Business leader Tony Sealey was among four Birmingham panellists who included Lord Bill Morris of Handsworth, Bishop Dr Derek Webley, chairman of the West Midlands Police Authority, Canon Eve Pitts, Britain's first black woman priest, and Sharon Pennant, a prospective Conservative candidate for Birmingham City Council's Ladywood ward. The event was moderated by Bishop Dr Joe Aldred.
Issues up for debate ranged from the so-called special relationship between the UK and the Caribbean, to the prospect of Britain electing a black prime minister, immigration, education and the UK's mental health system.
But throughout the two-hour debate in Birmingham's Council Chamber, the discussion returned several times to the black community's lack of economic development, which everyone saw as an "economic imperative" to create wealth both here and in the Caribbean.
Tony Sealey said: "In 2001, the Caribbean community in the UK had the lowest rate of self-employment in the country. In 2009, this situation has not changed. We must create wealth in our community and invest here and in the Caribbean. We are, as a community, the most economically inactive and this has to change. It's crucial that we are successful in senior management positions."
Lord Morris added: "In economic development we have not moved forward and that is our empowering mechanism. We have to take responsibility for ourselves - and then change the system when it fails us."
But Camille Ade-John said she felt the black community had lost its "collective response".
She said: "We used to be able to support people to get to strategic positions in the city but now that has gone."
Businessman Collin Lawson spoke of how he had realised early on that the only way he would succeed was to be his own employer, as racism is still out there.
"We are not expected to achieve," he said. "But when you fall, you have to get back up there - you have to help yourself."
Sharon Pennant had earlier said she felt institutional racism was still an issue. She said: "We would be living in denial if we denied it exists."
However, everyone agreed it was essential for members of the black community to make sure they have their say and vote at the general election.
Canon Eve Pitts said: "The Labour Party has taken the black vote for granted over the years and in turn the community has lost confidence in politics. This is because politics has moved away from ordinary people - politicians must engage with people on issues which matter to them."
On Britain welcoming a black prime minister, Bishop Dr Webley recalled the inspirational day he witnessed the inauguration of US President Barack Obama and said it was indeed possible in the UK.
But Canon Pitts emphasised that many young black people were still not sure of their identity - of whether they were Caribbean or English. "The Englishness question needs to be resolved," she said.
Most of the panel believed that the so-called "special relationship" between the UK and the Caribbean did not really exist, but was rather some outdated fantasy.
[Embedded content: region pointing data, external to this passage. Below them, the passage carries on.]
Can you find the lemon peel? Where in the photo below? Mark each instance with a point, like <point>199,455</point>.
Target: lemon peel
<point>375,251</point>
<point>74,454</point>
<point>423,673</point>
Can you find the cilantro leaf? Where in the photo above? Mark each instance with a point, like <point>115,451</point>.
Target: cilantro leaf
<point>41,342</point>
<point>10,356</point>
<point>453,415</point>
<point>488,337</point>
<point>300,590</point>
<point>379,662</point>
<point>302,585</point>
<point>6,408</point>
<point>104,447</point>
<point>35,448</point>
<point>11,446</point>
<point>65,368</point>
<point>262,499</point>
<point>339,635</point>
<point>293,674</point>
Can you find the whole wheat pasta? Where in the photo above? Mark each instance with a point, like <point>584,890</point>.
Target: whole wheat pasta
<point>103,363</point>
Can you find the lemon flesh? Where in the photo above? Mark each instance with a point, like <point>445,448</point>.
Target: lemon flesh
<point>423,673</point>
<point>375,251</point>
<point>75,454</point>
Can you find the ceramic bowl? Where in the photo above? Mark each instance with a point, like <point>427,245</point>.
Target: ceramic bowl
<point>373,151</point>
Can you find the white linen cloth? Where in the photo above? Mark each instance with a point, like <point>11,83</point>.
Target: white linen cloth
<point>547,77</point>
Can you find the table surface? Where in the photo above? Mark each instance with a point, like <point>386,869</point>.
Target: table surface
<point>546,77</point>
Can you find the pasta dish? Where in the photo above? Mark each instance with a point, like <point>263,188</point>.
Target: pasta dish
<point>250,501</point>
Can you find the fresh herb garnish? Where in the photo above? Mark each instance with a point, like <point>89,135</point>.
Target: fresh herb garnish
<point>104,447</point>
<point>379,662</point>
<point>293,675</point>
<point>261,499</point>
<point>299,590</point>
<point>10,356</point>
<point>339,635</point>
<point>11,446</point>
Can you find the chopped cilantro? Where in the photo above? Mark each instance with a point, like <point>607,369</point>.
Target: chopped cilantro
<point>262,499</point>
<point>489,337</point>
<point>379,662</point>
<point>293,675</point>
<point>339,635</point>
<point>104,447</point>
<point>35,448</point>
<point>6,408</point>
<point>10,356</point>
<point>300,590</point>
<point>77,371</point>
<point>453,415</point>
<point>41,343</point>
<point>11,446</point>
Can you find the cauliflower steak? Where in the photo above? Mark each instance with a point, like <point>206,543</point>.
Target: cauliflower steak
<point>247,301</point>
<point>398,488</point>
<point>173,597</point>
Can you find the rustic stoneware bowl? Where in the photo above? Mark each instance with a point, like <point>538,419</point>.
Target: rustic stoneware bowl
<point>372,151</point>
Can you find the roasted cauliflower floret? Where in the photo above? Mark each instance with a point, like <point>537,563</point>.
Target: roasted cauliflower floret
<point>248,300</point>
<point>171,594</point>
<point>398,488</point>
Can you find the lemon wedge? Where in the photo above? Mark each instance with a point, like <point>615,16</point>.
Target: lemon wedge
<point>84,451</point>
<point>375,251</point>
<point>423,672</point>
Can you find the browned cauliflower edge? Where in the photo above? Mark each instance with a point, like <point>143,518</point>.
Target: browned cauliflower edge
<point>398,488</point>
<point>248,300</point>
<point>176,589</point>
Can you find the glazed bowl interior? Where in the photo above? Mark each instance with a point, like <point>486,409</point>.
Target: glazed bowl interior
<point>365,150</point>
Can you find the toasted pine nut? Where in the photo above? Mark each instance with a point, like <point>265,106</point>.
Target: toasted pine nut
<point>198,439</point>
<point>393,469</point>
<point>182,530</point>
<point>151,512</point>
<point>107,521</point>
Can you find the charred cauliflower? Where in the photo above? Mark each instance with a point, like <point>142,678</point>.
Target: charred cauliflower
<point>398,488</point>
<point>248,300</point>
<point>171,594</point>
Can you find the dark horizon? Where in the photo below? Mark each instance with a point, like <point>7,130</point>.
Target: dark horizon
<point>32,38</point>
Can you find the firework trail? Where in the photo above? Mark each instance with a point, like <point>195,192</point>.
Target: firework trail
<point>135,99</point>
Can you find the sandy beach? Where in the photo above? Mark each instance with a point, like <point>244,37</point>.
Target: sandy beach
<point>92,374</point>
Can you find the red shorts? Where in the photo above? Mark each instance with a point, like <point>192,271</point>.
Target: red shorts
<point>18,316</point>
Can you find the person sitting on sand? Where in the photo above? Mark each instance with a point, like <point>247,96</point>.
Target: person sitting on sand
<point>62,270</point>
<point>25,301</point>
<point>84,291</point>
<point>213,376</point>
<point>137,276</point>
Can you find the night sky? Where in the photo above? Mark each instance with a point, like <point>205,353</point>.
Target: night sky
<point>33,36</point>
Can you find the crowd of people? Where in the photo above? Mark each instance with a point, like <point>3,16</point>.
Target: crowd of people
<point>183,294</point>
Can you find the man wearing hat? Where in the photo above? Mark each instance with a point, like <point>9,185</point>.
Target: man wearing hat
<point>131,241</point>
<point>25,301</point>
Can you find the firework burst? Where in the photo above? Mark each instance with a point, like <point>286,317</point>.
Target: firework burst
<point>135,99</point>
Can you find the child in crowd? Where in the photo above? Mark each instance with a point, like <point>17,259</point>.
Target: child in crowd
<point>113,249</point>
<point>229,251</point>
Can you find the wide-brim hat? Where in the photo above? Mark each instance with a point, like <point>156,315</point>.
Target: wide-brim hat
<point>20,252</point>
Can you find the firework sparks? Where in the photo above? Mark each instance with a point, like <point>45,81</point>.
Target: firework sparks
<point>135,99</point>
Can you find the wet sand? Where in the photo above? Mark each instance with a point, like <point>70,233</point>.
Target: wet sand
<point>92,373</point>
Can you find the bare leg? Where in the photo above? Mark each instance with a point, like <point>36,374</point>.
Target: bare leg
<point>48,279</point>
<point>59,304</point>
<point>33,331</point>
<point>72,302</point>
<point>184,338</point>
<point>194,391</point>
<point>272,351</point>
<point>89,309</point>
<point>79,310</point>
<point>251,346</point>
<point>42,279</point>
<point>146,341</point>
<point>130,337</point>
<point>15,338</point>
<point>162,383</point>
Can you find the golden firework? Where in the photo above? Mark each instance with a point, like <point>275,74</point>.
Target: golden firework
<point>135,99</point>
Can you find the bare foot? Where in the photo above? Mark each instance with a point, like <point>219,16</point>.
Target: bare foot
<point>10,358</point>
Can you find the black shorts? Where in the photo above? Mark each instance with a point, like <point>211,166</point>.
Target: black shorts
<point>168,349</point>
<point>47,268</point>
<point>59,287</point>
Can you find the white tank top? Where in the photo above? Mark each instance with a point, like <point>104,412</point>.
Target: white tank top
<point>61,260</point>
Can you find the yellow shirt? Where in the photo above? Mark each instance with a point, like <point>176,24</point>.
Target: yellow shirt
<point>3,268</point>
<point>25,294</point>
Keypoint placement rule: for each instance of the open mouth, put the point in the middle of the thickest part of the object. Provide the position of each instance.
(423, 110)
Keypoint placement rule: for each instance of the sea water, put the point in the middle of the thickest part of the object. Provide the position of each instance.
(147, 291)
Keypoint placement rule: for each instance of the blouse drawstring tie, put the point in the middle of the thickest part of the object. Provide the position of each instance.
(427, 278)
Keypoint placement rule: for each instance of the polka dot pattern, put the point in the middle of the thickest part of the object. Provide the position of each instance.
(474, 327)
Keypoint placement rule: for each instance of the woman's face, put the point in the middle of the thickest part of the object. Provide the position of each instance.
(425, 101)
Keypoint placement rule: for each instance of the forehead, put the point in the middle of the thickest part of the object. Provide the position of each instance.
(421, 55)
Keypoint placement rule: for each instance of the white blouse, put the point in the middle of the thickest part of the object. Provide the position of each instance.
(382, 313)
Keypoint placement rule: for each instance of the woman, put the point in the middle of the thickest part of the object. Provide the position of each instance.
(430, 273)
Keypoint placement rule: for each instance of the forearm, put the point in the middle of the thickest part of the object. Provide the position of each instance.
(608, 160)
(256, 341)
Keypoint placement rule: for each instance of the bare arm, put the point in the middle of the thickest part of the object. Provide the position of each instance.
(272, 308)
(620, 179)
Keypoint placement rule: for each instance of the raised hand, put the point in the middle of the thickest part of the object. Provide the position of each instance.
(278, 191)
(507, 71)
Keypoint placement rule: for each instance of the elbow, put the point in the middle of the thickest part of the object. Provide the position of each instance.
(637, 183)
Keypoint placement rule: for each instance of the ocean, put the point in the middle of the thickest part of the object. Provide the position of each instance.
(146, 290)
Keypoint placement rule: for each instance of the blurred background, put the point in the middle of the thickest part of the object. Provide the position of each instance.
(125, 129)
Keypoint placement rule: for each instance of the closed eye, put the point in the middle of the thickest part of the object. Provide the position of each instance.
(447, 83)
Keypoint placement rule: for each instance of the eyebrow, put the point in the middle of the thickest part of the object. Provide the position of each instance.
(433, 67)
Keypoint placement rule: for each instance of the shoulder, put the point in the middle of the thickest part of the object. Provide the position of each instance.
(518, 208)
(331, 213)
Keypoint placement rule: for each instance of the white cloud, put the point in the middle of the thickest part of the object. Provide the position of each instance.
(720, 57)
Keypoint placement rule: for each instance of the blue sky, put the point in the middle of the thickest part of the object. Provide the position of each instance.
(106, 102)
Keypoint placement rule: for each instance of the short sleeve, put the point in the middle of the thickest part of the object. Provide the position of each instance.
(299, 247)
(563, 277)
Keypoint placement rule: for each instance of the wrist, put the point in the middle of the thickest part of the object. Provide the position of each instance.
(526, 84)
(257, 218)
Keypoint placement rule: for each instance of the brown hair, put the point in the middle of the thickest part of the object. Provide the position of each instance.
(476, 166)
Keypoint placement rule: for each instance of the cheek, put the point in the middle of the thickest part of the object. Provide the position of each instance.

Bishop Webley said: "I think perhaps the relationship was only special until it was decided overnight to introduce visa regulations without even consulting the Jamaican High Commission."
While Tony Sealey added: "There was never a special relationship - only an economic one, and that's the reason we're all here today."
Derek Douglas, of the Jamaican diaspora, wanted to know what the Jamaican government was doing to encourage investment potential.
Dr Joe Aldred chipped in that possibly the Caribbean's only special relationship was now with China.
On the issue of education, Tony Sealey said he felt many black boys were "lost in a cultural maze", but felt it was often too easy to blame the system.
Lord Bill Morris, who is patron of Black Boys Can, said home life also played a big part in children's lives, being the place where attitudes and behaviour were formed.
In closing the debate, Earl Jarrett, general manager of JNBS, said: "Tonight has been about creating a pathway to take action. It is not just about the system - it is about your participation in that system. We have to take more specific action and get more political representatives around the table."